Court Opinion

ID: 9762134
Source: CourtListenerOpinion
Date Created: 2023-08-29 02:11:50.88859+00
Date Added: 2024-06-11T07:29:30.481607
License: Public Domain

NIX, Chief Justice,
dissenting.
I agree with the majority’s conclusion that the trial court’s restriction of voir dire would be considered unduly restrictive in a case that is racially sensitive. However, I disagree with the judgment that the instant case did not in fact present a racially sensitive atmosphere.
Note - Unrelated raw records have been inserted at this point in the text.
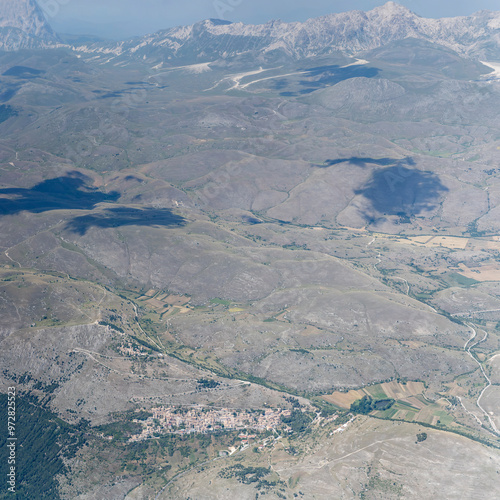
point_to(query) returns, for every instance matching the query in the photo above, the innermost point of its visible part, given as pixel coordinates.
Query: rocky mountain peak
(27, 16)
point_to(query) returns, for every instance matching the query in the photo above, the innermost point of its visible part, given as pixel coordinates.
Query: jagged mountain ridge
(351, 32)
(23, 25)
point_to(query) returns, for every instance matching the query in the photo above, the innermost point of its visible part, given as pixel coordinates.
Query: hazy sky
(125, 18)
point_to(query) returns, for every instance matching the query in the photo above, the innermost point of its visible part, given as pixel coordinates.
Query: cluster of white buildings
(202, 420)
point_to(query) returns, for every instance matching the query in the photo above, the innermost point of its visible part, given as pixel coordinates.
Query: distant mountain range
(22, 25)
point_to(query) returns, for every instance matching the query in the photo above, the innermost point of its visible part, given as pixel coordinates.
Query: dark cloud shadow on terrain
(124, 216)
(323, 76)
(400, 190)
(74, 192)
(69, 192)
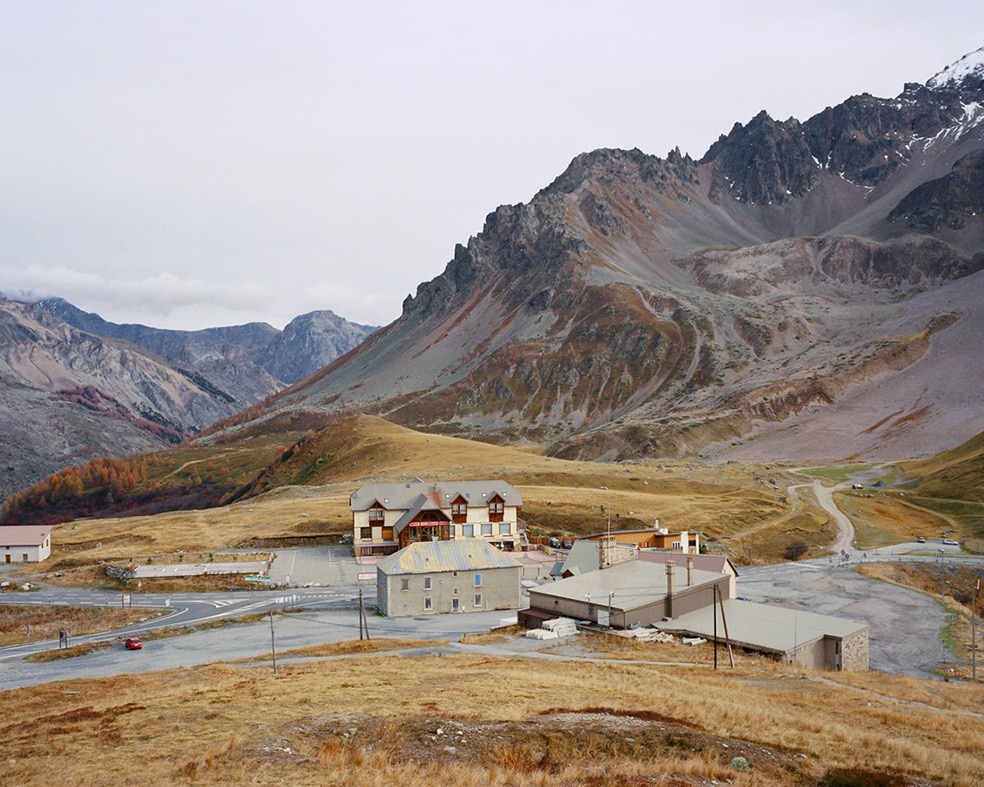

I believe that it is unrealistic to argue that racial overtones do not permeate the trial where a black man is charged with the rape of a white woman and the defense asserted is consent. This type of situation requires that counsel be allowed to ascertain, of prospective jurors, whether personal deep seated biases would influence such a judgment. Often such predilections are consciously not evident even to the one possessing them and cannot be uncovered by the general question permitted in this case. *366The majority asserts that by allowing such inquiry, “... the questions would have given credence to base stereotypic racial fallacies, serving no purpose but to exacerbate prejudices which the law should combat with all its vigor.” By denying defense counsel the right to make such inquiry, however, this Court does not avoid the exacerbation of the cancer of the mind and spirit that is racial prejudice. Rather, by concluding that this case does not involve a racially sensitive situation, this Court has “... ignore[d] as judges what we must all know as men ... ”, as Justice Marshall once so poignantly observed. Ross v. Massachusetts, 414 U.S. 1080, 1085, 94 S.Ct. 599, 602, 38 L.Ed.2d 486 (1973) (Marshall, J., dissenting from denial of certiorari). The assumption of such an ostrichlike posture by this Court does not combat prejudice with all the vigor of the law, as the majority asserts, but to the contrary attempts to ignore it and thereby allows it to flourish unchecked. I dissent.